The parties agree that after this Court overturned Hooper's conviction, the district court correctly vacated Hooper's restitution award, ending his obligation to make further payments. The parties also do not dispute that the court has personal jurisdiction over Hooper.*fn3 The State asserts, however, that the district court was correct in finding that it lacked the personal jurisdiction over the Industrial Commission necessary to order it to return Hooper's restitution.

The district court correctly held that it had no personal jurisdiction to grant the motion. There must be personal jurisdiction over a party before a court may enter an order against it, whether in a civil or criminal case:

Personal jurisdiction refers to the court's authority to adjudicate the claim as to the person. That a court has "jurisdiction of a party" means either that a party has appeared generally and submitted to the jurisdiction, has otherwise waived service of process, or that process has properly issued and been served on such party.
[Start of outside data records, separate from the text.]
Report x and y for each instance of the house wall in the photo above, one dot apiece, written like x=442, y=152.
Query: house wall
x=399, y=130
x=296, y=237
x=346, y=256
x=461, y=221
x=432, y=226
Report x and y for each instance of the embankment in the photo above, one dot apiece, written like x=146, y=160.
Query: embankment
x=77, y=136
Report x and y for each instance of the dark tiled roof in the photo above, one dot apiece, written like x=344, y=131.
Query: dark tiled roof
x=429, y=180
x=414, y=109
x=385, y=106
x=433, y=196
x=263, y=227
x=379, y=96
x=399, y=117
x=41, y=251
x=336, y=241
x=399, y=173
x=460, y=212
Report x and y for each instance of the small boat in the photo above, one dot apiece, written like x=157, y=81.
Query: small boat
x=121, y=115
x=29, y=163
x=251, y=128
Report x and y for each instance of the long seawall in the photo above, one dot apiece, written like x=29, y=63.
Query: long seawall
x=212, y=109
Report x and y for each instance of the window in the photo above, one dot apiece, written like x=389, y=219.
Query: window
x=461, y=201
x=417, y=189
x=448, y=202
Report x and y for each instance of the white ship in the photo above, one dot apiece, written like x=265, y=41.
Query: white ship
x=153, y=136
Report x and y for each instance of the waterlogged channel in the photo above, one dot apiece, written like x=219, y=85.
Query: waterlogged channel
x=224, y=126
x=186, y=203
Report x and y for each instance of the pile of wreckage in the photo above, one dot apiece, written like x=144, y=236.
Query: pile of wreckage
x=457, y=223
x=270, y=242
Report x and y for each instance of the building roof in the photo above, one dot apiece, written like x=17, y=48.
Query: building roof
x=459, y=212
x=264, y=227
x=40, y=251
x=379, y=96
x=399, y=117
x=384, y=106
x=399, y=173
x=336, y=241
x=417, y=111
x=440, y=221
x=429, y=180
State v. Rogers, 140 Idaho 223, 227, 91 P.3d 1127, 1131 (2004) (quoting 20 Am. Jur. 2d Courts § 70 (1995)). Again, the Industrial Commission received Hooper's restitution payments via the district court clerk. Thus, for the court to order the Industrial Commission to return Hooper's restitution payments, the Commission must have been served properly with a summons and complaint or submitted to the court's jurisdiction. There is nothing in the record, however, to suggest that the Commission ever received notice or appeared generally in this criminal proceeding to resist Hooper's motion to refund his restitution payments. The district court therefore was correct when it ruled that it had no jurisdiction to order the Commission to return the restitution payments. See State v. Sego, No. 02C01-9411-CC-00244, 1995 WL 454020, at *2 (Tenn. Crim. App. Aug. 2, 1995) (unpublished opinion) (finding that the court lacked jurisdiction to refund defendant's restitution payments because the money had been disbursed to another party not before the court).
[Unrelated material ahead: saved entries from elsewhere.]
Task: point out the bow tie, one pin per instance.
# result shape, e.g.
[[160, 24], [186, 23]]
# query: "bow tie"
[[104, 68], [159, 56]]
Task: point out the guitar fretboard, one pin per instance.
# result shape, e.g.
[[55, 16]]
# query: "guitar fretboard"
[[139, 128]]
The district court lacks jurisdiction over the Industrial Commission even though it is a state agency and this is a criminal proceeding brought by the State. While county attorneys may perform executive functions, they are officers of the judicial branch. State v. Wharfield, 41 Idaho 14, 17, 236 P. 862, 862-63 (1925) (discussing Idaho Const. art. V, § 18 (1896)). When a county prosecutor charges a defendant in a criminal proceeding, he or she is exercising the State's inherent sovereign power to prosecute crime. Cf. United States v. Singleton, 165 F.3d 1297, 1300 (10th Cir. 1999) (holding that the U.S. Attorney's Office "is the alter ego of the United States exercising its sovereign power of prosecution"); La. State Bd. of Nursing v. Gautreaux, 39 So. 3d 806, 814 (La. Ct. App. 2010) (stating that the district attorney "exercises a portion of the sovereign power of the state"); People v. Robinson, 898 N.Y.S.2d 438, 440 (N.Y. Sup. Ct. 2010) (stating that the sovereign delegates to prosecutors the power to investigate and prosecute crime). County prosecutors represent the sovereign when bringing a criminal proceeding, not any individual state agency or political subdivision.

Although the State, acting through a county prosecutor, brought this criminal proceeding, the Industrial Commission was never a party to the action. Its attorneys never received notice of Hooper's motion seeking a restitution refund.


The district court was correct when it held that it lacked the personal jurisdiction necessary to order the Industrial Commission to refund Hooper's prior payments. Accordingly, we affirm the district court's decision vacating Hooper's restitution order but refusing to refund his prior payments. No costs are awarded.